Stephen Ambrose was a very popular historian and the writer of multiple books on American History.  He wrote two famous biographies on Presidents Dwight D. Eisenhower and Richard Nixon.  I enjoyed his book Citizen Soldiers relating the stories of the soldiers involved in the fighting from Normandy to the end of the war.  While in the Army, Band of Brothers, was required reading for all the officers in my unit because of how it shared the bond of men in war.  I know many of the people reading this blog have heard about Ambrose’s plagiarism and factual errors in at least two books.  I am aware of them, but I feel like this well-read book by a formerly popular author deserves to be included on a list of books about American Presidents.

I added this book to my reading list for a few reasons.  The first is a desire to take a quick break from Malone and his epic six-volume biography on Jefferson.  I am enjoying his books, but they had become slightly dry after couple thousand pages.  A second was after the time spent in the military and my love of outdoors, I was drawn to a real-life adventure story.  Could there be a more exciting exploration conducted by Americans?  These men were walking through virgin forests and unspoiled nature in the early 19th century.  A final reason was because the third American president was a driving force behind the purchase of the new land.  Ambrose mentions Jefferson frequently throughout the book and, as mentioned prior, Malone spent a good portion of his fourth book on the Louisiana Purchase.

Ambrose begins his book with a review of the early life of Meriwether Lewis.  The young man was born in Albemarle County, Virginia.  He was a planter, soldier and eventually trusted secretary to Thomas Jefferson.  Jefferson could not have made a better selection to conduct a journey through the heart of America looking for a waterway to the Pacific.  The President desired a scientific review of the new territory and friendship with the Native Americans the men would meet along the way.  He also wanted to discover an all water route from the Atlantic to the Pacific Ocean.

Ambrose takes many of his notes from the official diary of Lewis and Clark, which are published and easily accessible for a person desiring their firsthand account.  Since there is a major portion of time missing in their journals, Ambrose uses the records of other explorers on the expedition.  The reader gains a very accurate accounting of the exciting journey the men took.

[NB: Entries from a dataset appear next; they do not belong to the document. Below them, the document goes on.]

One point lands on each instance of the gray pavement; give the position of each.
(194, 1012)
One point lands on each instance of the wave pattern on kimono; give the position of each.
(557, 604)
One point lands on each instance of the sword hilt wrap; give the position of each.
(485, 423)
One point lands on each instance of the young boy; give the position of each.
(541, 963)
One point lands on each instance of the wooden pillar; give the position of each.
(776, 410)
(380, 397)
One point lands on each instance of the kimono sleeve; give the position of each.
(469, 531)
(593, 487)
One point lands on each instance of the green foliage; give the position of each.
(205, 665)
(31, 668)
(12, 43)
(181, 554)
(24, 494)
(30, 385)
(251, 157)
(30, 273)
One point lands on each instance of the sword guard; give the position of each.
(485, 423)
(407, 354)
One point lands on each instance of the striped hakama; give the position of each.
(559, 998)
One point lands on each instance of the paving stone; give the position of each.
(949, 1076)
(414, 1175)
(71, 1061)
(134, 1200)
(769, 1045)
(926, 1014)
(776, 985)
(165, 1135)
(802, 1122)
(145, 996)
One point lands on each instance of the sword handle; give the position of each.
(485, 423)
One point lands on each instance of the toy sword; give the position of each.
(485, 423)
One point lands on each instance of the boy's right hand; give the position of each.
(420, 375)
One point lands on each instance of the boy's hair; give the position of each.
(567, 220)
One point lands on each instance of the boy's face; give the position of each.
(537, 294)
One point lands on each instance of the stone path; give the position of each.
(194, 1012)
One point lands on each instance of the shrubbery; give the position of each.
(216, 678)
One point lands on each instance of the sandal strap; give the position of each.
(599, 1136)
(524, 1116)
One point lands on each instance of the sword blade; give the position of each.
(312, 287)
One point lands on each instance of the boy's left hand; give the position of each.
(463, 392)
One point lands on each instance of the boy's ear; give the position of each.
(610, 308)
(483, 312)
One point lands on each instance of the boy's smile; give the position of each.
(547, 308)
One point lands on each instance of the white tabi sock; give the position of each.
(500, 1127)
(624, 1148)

As with all of Ambrose’s works I have read, the book is very easy to read and fast paced.  I thoroughly enjoyed his writing throughout the book.  Ambrose as a writer is not caught up in trying to sound academic, but more like a grandfather spinning a yarn to his grandkids.  The expedition of Lewis and Clark is an awesome subject that spanned the better part of a decade.  I believe it remains one of the least appreciated feats in American history, overshadowed by other major events, such as major wars or the Great Depression.  A student of American history needs to learn more about the impact of the Louisiana Purchase to better understand the impact of Thomas Jefferson on today’s America.  The effort directed by Jefferson transformed the United States into a power that spanned half a continent.  He added this territory to enhance the greatness of his country and protect it from European empires.  Undaunted Courage is not a biography of Thomas Jefferson, but in my opinion it fits in bigger scope of my project to learn more about the men who were President and the history of the country I love.

Overall Rating- 4 Stars

## I do not endorse the actions taken by Stephen Ambrose during his career as a writer.  I view him in the same way as Joseph Ellis- read and enjoy the books these men wrote, but always remember the allegations made against them.